This tool is designed to load test large language models running in different runtimes / behind different APIs.
- Python 3.9 or newer
Installation:
python3 -m venv venv
source venv/bin/activate
pip install -r requirements.txt
Running the Tool:
- Change/Update the configuration file
config.yaml
as needed for your test. Look at the appropriate plugin for the configuration options. - Run the tool with the following command:
python load_test.py -c config.yaml
Command Line Options:
usage: load_test.py [-h] [-c CONFIG] [-log {warn,warning,info,debug}]
optional arguments:
-h, --help show this help message and exit
-c CONFIG, --config CONFIG
config YAML file name
-log {warn,warning,info,debug}, --log_level {warn,warning,info,debug}
Provide logging level. Example --log_level debug, default=warning
The tool's behavior can be customized using a YAML configuration file. Take a look at config.yaml
for an example. More documentation on this should be added in the future.
Results:
The tool will produce a results summary logged to stdout, and detailed test results along with its summary in json format in outpu/output.json
.
The json output will have following:
- Array of results with one element per request sent during the test.
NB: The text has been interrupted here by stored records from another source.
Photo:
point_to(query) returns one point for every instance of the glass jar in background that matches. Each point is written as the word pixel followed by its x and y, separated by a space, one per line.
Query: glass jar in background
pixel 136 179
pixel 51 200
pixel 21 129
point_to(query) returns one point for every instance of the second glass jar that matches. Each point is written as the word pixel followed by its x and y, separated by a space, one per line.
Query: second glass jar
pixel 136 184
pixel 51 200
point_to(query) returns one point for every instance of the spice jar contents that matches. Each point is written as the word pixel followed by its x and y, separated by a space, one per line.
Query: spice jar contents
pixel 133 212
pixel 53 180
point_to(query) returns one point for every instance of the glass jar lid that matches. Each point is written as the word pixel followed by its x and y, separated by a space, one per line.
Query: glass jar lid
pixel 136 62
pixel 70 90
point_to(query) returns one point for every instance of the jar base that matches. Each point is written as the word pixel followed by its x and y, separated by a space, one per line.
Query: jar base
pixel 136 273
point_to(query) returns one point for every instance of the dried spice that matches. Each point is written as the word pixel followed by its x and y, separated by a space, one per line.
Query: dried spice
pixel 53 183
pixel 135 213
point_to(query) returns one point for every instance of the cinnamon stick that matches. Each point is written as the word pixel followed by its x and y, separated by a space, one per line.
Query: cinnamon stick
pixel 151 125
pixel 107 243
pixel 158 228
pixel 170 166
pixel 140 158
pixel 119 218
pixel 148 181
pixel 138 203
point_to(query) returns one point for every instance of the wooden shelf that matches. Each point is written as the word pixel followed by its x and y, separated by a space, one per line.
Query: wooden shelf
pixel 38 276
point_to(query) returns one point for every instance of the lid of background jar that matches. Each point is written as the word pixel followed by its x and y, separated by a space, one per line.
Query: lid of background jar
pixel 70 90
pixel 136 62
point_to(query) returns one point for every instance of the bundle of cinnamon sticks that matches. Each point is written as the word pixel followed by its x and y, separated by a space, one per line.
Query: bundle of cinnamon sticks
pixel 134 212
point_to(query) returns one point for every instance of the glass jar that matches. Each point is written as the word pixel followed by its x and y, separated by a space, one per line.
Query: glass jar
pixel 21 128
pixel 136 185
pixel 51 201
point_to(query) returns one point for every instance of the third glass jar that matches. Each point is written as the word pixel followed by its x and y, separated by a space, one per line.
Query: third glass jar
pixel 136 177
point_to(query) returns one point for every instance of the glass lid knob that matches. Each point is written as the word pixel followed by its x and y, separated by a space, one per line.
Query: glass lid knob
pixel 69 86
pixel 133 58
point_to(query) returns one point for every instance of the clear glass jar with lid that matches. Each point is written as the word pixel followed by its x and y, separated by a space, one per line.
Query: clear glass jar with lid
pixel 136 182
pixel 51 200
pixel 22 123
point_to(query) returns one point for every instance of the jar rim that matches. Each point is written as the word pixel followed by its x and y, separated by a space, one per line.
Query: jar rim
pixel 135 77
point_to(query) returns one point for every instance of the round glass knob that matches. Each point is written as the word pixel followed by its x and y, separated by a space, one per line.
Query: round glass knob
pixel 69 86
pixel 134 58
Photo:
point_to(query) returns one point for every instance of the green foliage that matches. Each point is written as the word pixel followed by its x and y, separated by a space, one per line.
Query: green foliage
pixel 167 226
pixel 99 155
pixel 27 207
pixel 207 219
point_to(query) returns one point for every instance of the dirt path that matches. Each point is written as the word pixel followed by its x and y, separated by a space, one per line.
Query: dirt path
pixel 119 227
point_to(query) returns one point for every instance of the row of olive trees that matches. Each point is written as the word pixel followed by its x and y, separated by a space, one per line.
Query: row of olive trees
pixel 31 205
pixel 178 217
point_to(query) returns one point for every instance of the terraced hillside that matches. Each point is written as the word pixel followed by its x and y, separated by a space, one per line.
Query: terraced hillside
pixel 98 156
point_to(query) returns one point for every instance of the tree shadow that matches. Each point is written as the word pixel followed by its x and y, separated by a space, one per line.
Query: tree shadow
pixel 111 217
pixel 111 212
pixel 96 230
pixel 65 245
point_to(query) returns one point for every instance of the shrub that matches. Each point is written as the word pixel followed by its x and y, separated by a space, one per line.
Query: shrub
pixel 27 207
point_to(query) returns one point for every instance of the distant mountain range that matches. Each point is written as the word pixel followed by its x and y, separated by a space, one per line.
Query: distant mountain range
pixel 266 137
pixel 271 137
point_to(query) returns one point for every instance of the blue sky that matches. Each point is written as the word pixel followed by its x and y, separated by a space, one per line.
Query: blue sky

- Detailed summary report of the run.
- All the config metadata related to run
For example:
"results": [
...
{
"user_id": 7,
"input_text": "...",
"input_tokens": 940,
"output_text": "...",
"output_tokens": 128,
"start_time": 1708535304.5261629,
"ack_time": 1708535304.691414,
"first_token_time": 1708535304.95455,
"end_time": 1708535309.094971,
"response_time": 4568.808078765869,
"tt_ack": 165.2512550354004,
"ttft": 428.3871650695801,
"tpot": 32.60173947792354,
"error_code": null,
"error_text": null
}
],
"config": {
...
"load_options": {
"type": "constant",
"concurrency": 8,
"duration": 20
...
},
"summary": {
"tpot": {
"min": 27.586110933559148,
"max": 40.88755629279397,
"median": 38.5650954713167,
"mean": 36.610498448261545,
"percentile_80": 39.64898690651721,
"percentile_90": 40.02262306964303,
"percentile_95": 40.630858620320716,
"percentile_99": 40.88648535348555
},
"ttft": {
"min": 203.82094383239746,
"max": 1181.5788745880127,
"median": 431.65814876556396,
"mean": 473.4579073755365,
"percentile_80": 683.5222721099855,
"percentile_90": 764.7189617156984,
"percentile_95": 832.2112917900082,
"percentile_99": 1133.0137634277346
},
"tt_ack": {
"min": 153.1047821044922,
"max": 526.094913482666,
"median": 162.1863842010498,
"mean": 185.01624935551695,
"percentile_80": 205.64818382263184,
"percentile_90": 209.48517322540283,
"percentile_95": 265.4685258865356,
"percentile_99": 439.9926090240484
},
"response_time": {
"min": 980.7870388031006,
"max": 6064.596891403198,
"median": 5120.97430229187,
"mean": 4604.336657022175,
"percentile_80": 5499.248218536377,
"percentile_90": 5687.238049507141,
"percentile_95": 5813.571393489838,
"percentile_99": 5972.328190803529
},
"output_tokens": {
"min": 21,
"max": 128,
"median": 128.0,
"mean": 114.0,
"percentile_80": 128.0,
"percentile_90": 128.0,
"percentile_95": 128.0,
"percentile_99": 128.0
},
"input_tokens": {
"min": 59,
"max": 990,
"median": 401.0,
"mean": 434.5,
"percentile_80": 734.8000000000001,
"percentile_90": 843.4000000000005,
"percentile_95": 955.4,
"percentile_99": 982.23
},
"throughput": 185.12628986046127,
"total_requests": 38,
"total_failures": 0,
"failure_rate": 0.0
}
}
Contributions to this tool are welcome!